Integrantes do coletivo artístico Maria Realenga Foto: Nina Lima / Extra


Publicado originalmente no Extra

Em 26 de novembro de 2011, o “sarau cultural em terras realengas” marcou a formação do coletivo Maria Realenga. Depois do evento Samba, choro e outras bossas, no fim de fevereiro, a reunião de artistas e intelectuais “não produtivos” de Realengo — como diz o publicitário Jorge Torres — dá um passo adiante: a 1ª Feira Literária de Realengo. Justamente para retirar o “não” da expressão de Jorge.

— O evento é para instigar os autores já publicados do bairro, como Carminha de Moraes, e blogueiros e pessoas que também já escrevem, sem ter a oportunidade de publicação — diz Sidnei Oliva, estudante de Ciências Sociais.

Quem vem nessa leva é o escritor Sérgio Martins, de 33 anos. Morador da comunidade São Cosme e São Damião, no sub-bairro Jardim Novo, ele lançará, durante a feira Zé do Rio, um livro infanto-juvenil que traz muito de sua história no bairro:

— Conto a história de um garoto de 15 anos, morador de favela, que tem um dom artístico aflorado. Com isso, ele começa a mudar a realidade do local onde vive, superando as adversidades.

Além de Sérgio, o homenageado do evento, a professora de Geografia Vanielle Bethânea, de 28 anos, também lançará uma obra infanto-juvenil, “Chapeuzinho verde na Mata Atlântica”:

— É uma releitura do clássico que trabalha a questão ambiental.
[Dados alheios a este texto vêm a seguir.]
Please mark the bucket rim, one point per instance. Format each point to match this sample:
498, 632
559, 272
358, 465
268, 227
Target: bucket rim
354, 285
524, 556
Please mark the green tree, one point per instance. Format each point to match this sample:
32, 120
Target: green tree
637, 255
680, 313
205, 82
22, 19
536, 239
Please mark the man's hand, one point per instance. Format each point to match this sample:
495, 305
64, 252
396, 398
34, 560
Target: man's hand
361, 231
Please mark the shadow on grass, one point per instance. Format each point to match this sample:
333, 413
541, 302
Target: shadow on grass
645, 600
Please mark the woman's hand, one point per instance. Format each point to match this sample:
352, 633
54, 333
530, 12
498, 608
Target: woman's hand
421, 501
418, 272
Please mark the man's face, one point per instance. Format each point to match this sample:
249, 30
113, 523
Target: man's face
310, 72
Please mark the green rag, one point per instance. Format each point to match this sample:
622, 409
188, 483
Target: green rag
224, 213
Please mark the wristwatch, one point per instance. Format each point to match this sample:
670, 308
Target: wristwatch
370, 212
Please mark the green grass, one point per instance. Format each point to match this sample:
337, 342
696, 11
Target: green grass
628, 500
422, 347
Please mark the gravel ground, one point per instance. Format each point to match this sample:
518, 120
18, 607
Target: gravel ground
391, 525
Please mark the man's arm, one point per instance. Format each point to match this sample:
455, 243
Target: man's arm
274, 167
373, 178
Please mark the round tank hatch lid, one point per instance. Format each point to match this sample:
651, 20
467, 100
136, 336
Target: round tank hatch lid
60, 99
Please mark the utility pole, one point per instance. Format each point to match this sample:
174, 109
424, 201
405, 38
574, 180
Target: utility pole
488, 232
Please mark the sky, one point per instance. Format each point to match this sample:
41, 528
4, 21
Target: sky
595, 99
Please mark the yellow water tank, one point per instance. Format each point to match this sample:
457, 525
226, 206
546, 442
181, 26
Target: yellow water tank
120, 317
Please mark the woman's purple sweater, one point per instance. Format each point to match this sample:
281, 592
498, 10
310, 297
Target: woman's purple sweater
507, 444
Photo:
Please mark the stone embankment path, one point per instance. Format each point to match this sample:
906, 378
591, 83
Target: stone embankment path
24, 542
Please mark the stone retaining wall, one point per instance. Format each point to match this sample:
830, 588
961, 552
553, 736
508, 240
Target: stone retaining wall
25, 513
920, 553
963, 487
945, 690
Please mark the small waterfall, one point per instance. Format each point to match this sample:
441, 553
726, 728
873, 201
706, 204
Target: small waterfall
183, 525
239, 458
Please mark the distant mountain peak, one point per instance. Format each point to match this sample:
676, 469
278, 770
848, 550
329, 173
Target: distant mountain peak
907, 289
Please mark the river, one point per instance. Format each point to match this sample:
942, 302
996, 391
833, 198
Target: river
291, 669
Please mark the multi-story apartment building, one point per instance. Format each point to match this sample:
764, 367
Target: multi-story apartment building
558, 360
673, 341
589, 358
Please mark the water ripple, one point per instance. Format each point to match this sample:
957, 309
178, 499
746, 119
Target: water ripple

Fala do maior patrimônio que temos aqui na Zona Oeste, o Maciço da Pedra Branca.

As edições que serão lançadas no dia, são feitas de forma artesanal, a partir do papelão que comporta caixas de leite.

O único escritor fora de Realengo, que estará presente, é Flávio Duncan, autor de “Guia afetivo da periferia”. A festa será a partir de 16h, no restaurante Bom Petisco, na Avenida Marechal Fontenelle 4473.

Uma resposta para a violência

O coletivo Maria Realenga surgiu como uma resposta cultural ao episódio violento que o bairro viveu em abril do ano passado. O “massacre de Realengo”, como ficou conhecido, chocou não só os moradores da região, mas de todo o Rio de Janeiro. Na época, um ex-aluno da Escola municipal Tasso da Silveira entrou atirando na unidade, matando 12 estudantes, com idade entre 12 e 14 anos.
— Queríamos acabar com o estigma de “bairro-tragédia”, e resgatar a história de Realengo — diz Sidnei Oliva, de 42 anos.

Jorge Torres, de 44, acrescenta:

— Eu pergunto: “conhece Realengo?”, e escuto: “Sim, onde houve massacre”. O que queremos como resposta é: “Não onde há atores, músicos, poetas…” É o que queremos como resposta.